Yeaman’s Spiced Potatoes are just the thing to serve as a light supper snack. Ice-cold lager and a green salad would be ideal accompaniments to this dish.
1 teaspoon vegetable oil
4 large potatoes, scrubbed
2 oz. butter
1 onion, finely chopped
1 garlic clove, crushed
6 oz. minced beef
6 oz. minced pork
1 tablespoon tomato puree
2 teaspoon hot chilli powder
1 tablespoon finely chopped fresh sage or
1½ teaspoons dried sage
1 tablespoon finely chopped pimiento
1 teaspoon salt
½ teaspoon black pepper
3 tomatoes, thinly sliced
4 oz. Gruyere cheese, grated
Preheat the oven to fairly hot 400 °F (Gas Mark 6, 200°C).
Using the vegetable oil, grease a large baking sheet. Place the potatoes on the baking sheet and place the sheet in the centre of the oven. Bake the potatoes for 45 minutes.
Remove the baking sheet from the oven and set the potatoes aside to cool. Reduce the oven temperature to moderate 350°F (Gas Mark 4, 180°C).
Meanwhile, in a large frying-pan, melt the butter over moderate heat.
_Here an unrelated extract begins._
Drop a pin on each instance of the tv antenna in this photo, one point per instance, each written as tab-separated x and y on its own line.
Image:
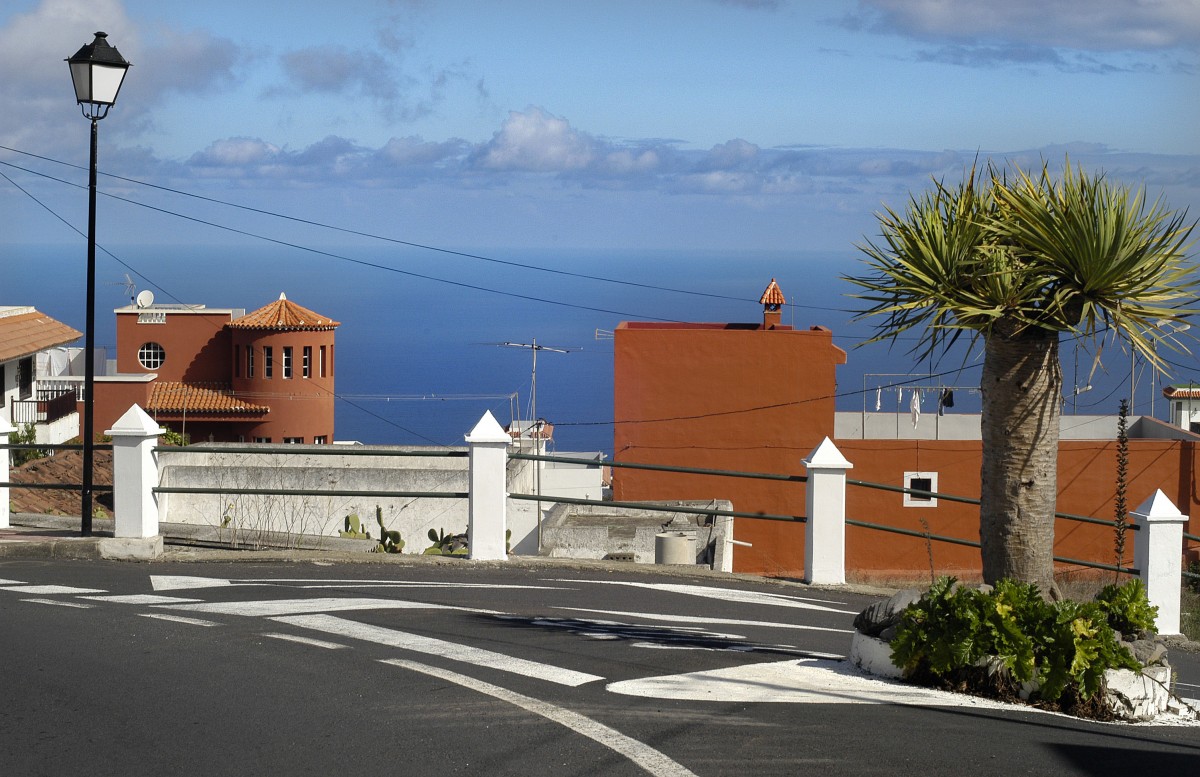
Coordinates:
535	422
130	285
When the foam subsides, add the onion and garlic and fry, stirring occasionally, for 5 to 7 minutes or until the onion is soft and translucent but not brown. Add the beef and pork and fry, stirring frequently, for 10 minutes or until the meat is browned all over. Stir in the tomato puree, chilli powder, sage, pimiento, salt and pepper. Cook for a further 5 minutes. Remove the pan from the heat and transfer the mixture to a medium-sized mixing bowl. Set aside.
When the potatoes are cool enough to handle, cut them in half lengthways with a sharp knife. Scoop the flesh out with a spoon to within |-inch of the skins. Reserve the shells. Chop the potato flesh and add it to the meat mixture. Mix all the ingredients together until they are thoroughly combined. Spoon the mixture back into the potato shells. Place the shells on the baking sheet.
Return the potatoes to the oven and bake for 30 minutes. Remove the baking sheet from the oven. Cover each potato with tomato slices and sprinkle over the cheese. Return the baking sheet to the oven and bake for a further 10 minutes or until the cheese has melted and is lightly browned.
Remove the baking sheet from the oven. Transfer the potatoes to a warmed serving dish and serve immediately.